Bob McNally, a former White House energy adviser, suggested Trump’s priorities—countering Iran, controlling inflation, and isolating Russia—aligned with more oil on the market, but cautioned against assuming a direct quid pro quo. Still, Trump had publicly urged Saudi Arabia to help lower fuel costs, with some analysts speculating this may have been a prelude to a military confrontation with Iran.
Saudi reluctance shaped by past mistakes
While the White House may have wanted more Saudi oil, Riyadh appeared wary of repeating past missteps. In 2018, after Trump urged Opec to pump more oil ahead of sanctions on Tehran, he ultimately granted waivers to buyers of Iranian crude. That decision sent global oil prices crashing below $50 a barrel—well below many producers’ budget needs.
Saudi energy minister Prince Abdulaziz bin Salman reportedly warned internally against repeating that error. Although Opec+ production cuts were initially intended to support higher prices, they were losing effectiveness, prompting Riyadh to reclaim market share as other members—like Kazakhstan—exceeded their output limits.

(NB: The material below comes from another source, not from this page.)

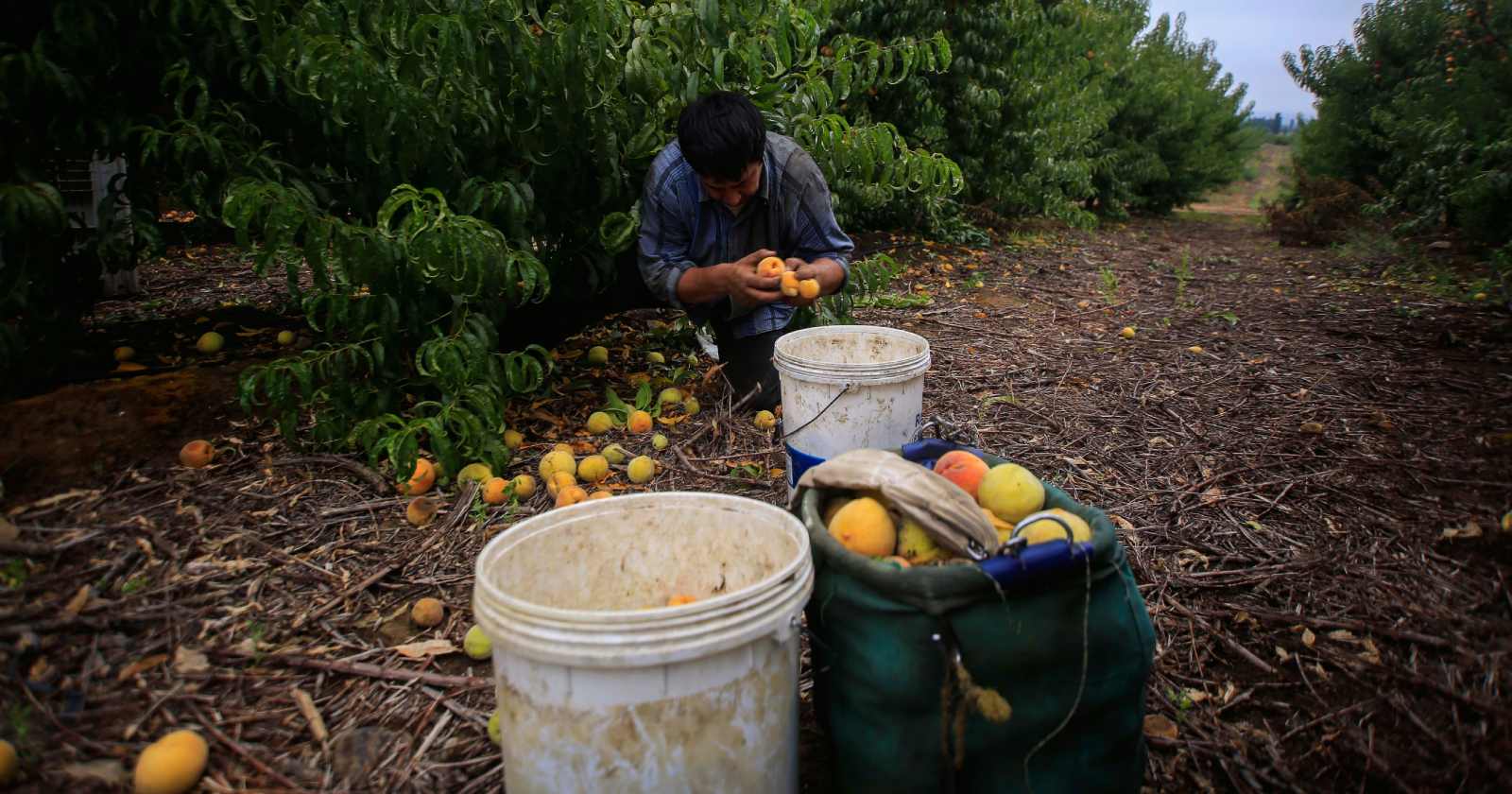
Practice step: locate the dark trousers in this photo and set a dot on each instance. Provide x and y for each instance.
(747, 363)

Oil as leverage in broader US-Saudi ties
Some analysts suggest that Saudi Arabia’s production changes may have been aimed at securing strategic benefits from Washington beyond oil. Helima Croft of RBC Capital Markets pointed to Trump’s recent visit to Riyadh, during which the Saudis reportedly made progress on US-supported initiatives, including AI development, nuclear energy, and defense cooperation.
“Though there has been significant push back against the suggestion that there was a ‘pump for Trump’ deal,” Croft noted, “Riyadh came away from the Trump visit with significant deliverables.”
Trump’s options narrowing amid price surge
Following Israel’s attack, crude prices spiked sharply on Friday, raising fresh inflation concerns for the US economy. Analysts say this complicates Trump’s approach to other geopolitical flashpoints, including potential new sanctions on Russia. Kevin Book of ClearView Energy Partners said Opec+ supply boosts might offset disruption from either Iran or Russia—but not both.
To manage the fallout, Trump could tap the US Strategic Petroleum Reserve (SPR), which now holds about 400 million barrels after drawdowns during the Biden administration. Alternatively, he could pressure Riyadh to increase production further, though that may prove diplomatically sensitive.
Riyadh caught in regional balancing act
Iran remains a founding member of Opec, and Saudi Arabia is currently navigating a cautious détente with its Gulf neighbours. Analysts believe Riyadh will be reluctant to jeopardize those efforts, even if pressured by Washington.
“When oil prices go up, the president calls Saudi Arabia,” said McNally. “But this time, the answer might not come as quickly.”